EBC Senior Counsel Russell Martineau said the UNC’s challenge of the parliamentary polls were “all hopeless” with two of the petitions being, “more hopeless than the others”.
However in his arguments, the British Queen Counsel argued that by extending the polls by an hour, the EBC flagrantly disregarded the Election Rules set out by the Parliament.
“Parliament says the polls must open from 6 am to 6 pm,” he said, even as Chief Justice Archie questione the eventual effect, if any, the extension of time had on the polls in the six constituencies.
But Straker insisted that the EBC was wrong, adding “there is no discretion in the adherence of the rules. Rules are to be followed to the letter.
“The case is of great seriousness. It goes to the heart of democracy in Trinidad and Tobago which ought to have a free and fair system of elections,” he said, adding that a breach of the Election Rules had the potential to threaten the stability of the government, and the faith of the electorate in the election process. In his argument before the Appeal Court, Straker said what the EBC did was displace the legislative rules.

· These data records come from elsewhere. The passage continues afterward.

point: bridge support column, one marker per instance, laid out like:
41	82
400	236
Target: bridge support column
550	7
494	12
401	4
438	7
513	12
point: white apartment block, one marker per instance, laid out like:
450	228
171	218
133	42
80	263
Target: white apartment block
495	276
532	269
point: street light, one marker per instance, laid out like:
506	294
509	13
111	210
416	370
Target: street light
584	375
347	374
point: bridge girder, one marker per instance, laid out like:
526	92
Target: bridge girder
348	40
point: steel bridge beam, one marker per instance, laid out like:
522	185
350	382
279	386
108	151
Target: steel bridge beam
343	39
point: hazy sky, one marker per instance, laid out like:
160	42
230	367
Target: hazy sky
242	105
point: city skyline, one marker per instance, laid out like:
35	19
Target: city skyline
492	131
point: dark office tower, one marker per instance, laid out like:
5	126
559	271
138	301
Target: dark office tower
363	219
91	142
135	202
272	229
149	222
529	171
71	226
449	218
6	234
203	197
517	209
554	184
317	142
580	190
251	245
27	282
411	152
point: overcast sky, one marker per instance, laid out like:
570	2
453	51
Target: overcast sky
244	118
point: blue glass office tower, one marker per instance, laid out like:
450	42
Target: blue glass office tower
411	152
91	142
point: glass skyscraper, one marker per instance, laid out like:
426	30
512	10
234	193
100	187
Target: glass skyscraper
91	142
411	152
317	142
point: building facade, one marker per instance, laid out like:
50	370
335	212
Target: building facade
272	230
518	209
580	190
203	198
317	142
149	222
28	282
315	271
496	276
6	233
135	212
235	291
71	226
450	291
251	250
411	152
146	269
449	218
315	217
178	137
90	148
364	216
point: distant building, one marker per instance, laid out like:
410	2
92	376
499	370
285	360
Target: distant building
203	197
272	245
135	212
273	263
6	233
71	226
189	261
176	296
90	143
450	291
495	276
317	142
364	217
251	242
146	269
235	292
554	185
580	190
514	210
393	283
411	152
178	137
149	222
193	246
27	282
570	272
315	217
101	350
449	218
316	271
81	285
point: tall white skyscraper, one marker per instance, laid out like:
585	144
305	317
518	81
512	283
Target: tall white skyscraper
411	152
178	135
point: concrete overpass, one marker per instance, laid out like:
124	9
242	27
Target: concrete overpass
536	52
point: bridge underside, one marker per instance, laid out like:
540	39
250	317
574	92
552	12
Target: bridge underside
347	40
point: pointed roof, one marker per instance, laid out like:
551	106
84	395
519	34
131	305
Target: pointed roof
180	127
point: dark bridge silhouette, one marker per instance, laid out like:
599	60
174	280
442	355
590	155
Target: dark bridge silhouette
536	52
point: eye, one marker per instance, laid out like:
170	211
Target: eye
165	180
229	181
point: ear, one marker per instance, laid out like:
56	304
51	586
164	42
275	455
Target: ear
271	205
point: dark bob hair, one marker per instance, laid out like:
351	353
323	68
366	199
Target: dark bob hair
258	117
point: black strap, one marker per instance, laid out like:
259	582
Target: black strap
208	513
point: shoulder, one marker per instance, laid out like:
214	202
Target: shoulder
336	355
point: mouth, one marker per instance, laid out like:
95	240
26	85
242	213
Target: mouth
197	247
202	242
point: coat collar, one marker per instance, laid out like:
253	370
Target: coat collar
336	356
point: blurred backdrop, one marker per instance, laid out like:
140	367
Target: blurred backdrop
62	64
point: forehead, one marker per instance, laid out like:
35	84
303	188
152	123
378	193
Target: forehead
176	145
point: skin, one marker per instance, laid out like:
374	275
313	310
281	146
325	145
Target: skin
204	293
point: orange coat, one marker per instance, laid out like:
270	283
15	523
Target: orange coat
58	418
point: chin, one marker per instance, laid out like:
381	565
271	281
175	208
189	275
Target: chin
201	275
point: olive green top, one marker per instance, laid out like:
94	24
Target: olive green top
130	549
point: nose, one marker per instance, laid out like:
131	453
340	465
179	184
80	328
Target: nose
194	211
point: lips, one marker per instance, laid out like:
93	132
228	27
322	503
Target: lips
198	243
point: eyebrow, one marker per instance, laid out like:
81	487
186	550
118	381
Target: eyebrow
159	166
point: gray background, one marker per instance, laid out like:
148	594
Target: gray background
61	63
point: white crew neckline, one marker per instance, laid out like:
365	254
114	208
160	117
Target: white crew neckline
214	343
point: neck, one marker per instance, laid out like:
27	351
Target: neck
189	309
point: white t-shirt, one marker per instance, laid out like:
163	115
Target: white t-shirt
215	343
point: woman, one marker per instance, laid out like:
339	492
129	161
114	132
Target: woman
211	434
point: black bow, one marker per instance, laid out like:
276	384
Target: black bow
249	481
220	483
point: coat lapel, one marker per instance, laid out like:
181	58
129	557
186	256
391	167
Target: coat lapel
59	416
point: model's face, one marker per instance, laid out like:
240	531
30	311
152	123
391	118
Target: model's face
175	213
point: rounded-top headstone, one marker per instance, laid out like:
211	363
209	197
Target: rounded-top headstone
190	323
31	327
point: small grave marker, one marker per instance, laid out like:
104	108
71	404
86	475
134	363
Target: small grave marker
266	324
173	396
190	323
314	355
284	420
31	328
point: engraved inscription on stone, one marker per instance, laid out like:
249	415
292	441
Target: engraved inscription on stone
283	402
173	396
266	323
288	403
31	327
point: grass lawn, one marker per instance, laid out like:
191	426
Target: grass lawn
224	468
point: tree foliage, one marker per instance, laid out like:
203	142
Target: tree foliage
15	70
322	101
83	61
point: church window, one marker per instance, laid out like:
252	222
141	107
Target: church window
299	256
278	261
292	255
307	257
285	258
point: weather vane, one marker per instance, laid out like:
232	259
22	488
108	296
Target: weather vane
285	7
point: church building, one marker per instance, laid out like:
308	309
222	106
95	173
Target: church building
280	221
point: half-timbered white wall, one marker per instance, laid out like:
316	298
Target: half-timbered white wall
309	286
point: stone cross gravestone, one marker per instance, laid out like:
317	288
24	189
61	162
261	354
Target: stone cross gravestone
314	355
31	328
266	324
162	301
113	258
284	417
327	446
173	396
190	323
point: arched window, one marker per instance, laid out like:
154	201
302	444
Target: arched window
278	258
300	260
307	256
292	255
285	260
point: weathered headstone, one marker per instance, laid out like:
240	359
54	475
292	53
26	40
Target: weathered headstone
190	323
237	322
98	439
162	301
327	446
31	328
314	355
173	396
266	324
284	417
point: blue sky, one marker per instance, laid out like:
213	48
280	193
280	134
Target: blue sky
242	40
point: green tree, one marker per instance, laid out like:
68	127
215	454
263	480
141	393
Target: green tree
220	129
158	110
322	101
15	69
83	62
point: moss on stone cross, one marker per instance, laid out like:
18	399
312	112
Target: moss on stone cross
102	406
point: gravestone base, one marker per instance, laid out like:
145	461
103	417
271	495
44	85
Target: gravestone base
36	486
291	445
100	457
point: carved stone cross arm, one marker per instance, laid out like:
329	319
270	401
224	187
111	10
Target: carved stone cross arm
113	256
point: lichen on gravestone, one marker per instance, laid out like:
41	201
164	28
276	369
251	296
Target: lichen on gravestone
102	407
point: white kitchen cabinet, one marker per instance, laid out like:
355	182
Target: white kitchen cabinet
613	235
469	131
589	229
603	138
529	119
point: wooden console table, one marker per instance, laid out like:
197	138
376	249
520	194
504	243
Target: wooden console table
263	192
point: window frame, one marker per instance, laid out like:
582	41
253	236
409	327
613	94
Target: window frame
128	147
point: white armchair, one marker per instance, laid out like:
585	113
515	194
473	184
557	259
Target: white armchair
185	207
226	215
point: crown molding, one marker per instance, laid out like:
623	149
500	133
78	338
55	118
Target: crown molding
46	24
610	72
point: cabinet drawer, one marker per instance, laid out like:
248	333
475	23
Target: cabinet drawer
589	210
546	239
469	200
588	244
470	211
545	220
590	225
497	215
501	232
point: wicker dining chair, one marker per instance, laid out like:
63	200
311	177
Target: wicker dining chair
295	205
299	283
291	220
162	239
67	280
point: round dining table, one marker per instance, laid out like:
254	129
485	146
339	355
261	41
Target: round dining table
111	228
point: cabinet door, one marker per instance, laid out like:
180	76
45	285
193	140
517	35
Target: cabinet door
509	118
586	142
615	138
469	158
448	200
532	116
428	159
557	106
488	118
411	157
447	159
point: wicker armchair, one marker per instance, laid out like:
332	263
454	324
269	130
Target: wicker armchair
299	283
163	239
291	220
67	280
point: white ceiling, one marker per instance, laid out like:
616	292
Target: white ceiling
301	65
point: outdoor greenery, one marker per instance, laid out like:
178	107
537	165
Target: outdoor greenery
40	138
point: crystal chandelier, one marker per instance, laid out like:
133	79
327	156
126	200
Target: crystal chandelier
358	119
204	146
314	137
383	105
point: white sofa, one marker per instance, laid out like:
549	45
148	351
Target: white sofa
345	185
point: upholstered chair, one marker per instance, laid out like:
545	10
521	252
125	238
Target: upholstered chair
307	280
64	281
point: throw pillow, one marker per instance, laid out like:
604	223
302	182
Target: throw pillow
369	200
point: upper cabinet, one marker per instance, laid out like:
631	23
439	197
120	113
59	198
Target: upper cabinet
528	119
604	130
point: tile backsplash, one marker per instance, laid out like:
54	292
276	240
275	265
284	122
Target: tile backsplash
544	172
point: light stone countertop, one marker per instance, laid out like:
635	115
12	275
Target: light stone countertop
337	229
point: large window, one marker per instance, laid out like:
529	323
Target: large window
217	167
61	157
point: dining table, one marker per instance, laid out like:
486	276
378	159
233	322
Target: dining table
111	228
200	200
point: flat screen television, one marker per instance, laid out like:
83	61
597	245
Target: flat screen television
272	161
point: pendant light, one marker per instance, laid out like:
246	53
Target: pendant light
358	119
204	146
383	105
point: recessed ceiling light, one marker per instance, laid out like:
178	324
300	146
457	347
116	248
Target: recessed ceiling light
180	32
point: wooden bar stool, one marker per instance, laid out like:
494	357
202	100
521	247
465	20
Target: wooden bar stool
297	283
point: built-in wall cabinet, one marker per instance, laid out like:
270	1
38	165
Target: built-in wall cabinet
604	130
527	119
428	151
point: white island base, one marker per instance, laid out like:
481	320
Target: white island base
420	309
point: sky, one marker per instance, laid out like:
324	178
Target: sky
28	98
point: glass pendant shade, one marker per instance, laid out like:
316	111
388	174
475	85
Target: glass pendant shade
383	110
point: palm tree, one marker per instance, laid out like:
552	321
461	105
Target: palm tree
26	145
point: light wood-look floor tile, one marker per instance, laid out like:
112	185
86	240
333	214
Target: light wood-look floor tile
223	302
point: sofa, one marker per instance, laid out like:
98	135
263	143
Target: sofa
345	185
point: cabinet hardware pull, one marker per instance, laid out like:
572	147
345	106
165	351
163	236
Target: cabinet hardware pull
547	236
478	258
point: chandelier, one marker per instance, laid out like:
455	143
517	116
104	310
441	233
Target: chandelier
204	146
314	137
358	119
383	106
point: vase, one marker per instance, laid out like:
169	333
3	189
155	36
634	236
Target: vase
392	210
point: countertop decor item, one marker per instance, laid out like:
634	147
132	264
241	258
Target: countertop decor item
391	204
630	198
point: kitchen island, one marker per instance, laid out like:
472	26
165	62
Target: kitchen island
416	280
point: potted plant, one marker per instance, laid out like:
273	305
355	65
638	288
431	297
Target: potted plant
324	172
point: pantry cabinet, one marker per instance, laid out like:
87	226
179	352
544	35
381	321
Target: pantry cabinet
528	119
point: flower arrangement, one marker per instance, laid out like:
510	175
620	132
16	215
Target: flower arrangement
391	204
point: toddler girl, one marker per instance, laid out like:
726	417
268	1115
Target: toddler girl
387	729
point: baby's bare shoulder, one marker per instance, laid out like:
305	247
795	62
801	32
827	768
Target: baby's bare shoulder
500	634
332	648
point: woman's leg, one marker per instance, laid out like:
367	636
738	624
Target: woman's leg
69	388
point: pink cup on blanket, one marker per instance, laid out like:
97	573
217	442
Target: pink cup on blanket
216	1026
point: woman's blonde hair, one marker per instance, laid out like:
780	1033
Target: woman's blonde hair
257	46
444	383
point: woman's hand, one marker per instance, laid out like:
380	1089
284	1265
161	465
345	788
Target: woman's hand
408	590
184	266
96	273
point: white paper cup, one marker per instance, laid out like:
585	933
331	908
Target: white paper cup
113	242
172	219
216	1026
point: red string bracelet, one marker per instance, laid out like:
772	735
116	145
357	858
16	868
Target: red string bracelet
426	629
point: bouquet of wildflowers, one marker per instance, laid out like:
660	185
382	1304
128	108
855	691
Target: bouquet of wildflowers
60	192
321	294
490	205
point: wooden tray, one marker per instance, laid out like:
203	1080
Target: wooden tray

“The Chief Elections Officer was in breach of his Oath,” he said, adding “You must have an election that doesn’t support criminality. A breach of the rules is a crime”.
He said it would be ‘exceptional’ to argue that enacted legislation can be ignored, when there was evidence of ‘multiple criminality’ being effected by breaching the Elections Rules.
The lawyer also argued that it would be difficult to establish what were the effects of the breaches on the electorate, in response to repeated queries by the Chief Justice who asked for details on what effects the extension had on the eventual outcome of the polls.
“We don’t know how it affected voters’ behaviour,” Straker said, noting that the court could not make a presumption on how it would have affected voters.
“People can be affected in different ways,” he said, arguing that it would be ‘idle’ to suggest that the petitioner can come to the court with evidence of the numbers of votes taken during the extended hour. as he also reminded the judges that to get this information, permission had to be sought and granted to have access to this.
“This happens after you are granted permission to present a petition,” he said.
“It is ridiculous to say leave should be refused because the petitioner does not give ‘chapter and verse’, he said of the evidential threshold to be crossed at the leave stage. The information is not available to him,” he said. He also urged the court to not disregard the “wholesale flouting of the law” by the EBC, even if it was unsure of the effects the breaches had on the polls. “
“We can’t be sure of the outcome. It could be that antithetically it did not affect the results, but there were multiple breaches throughout the constituency,” he said, adding “every single vote should be cast.
“Parliament set restrictions. It was an open and substantive breach,” Straker said, adding that by changing the hours of voting, the integrity of the process was compromised.
“There was no legal warrant to extend the polls,” he told the Court of Appeal.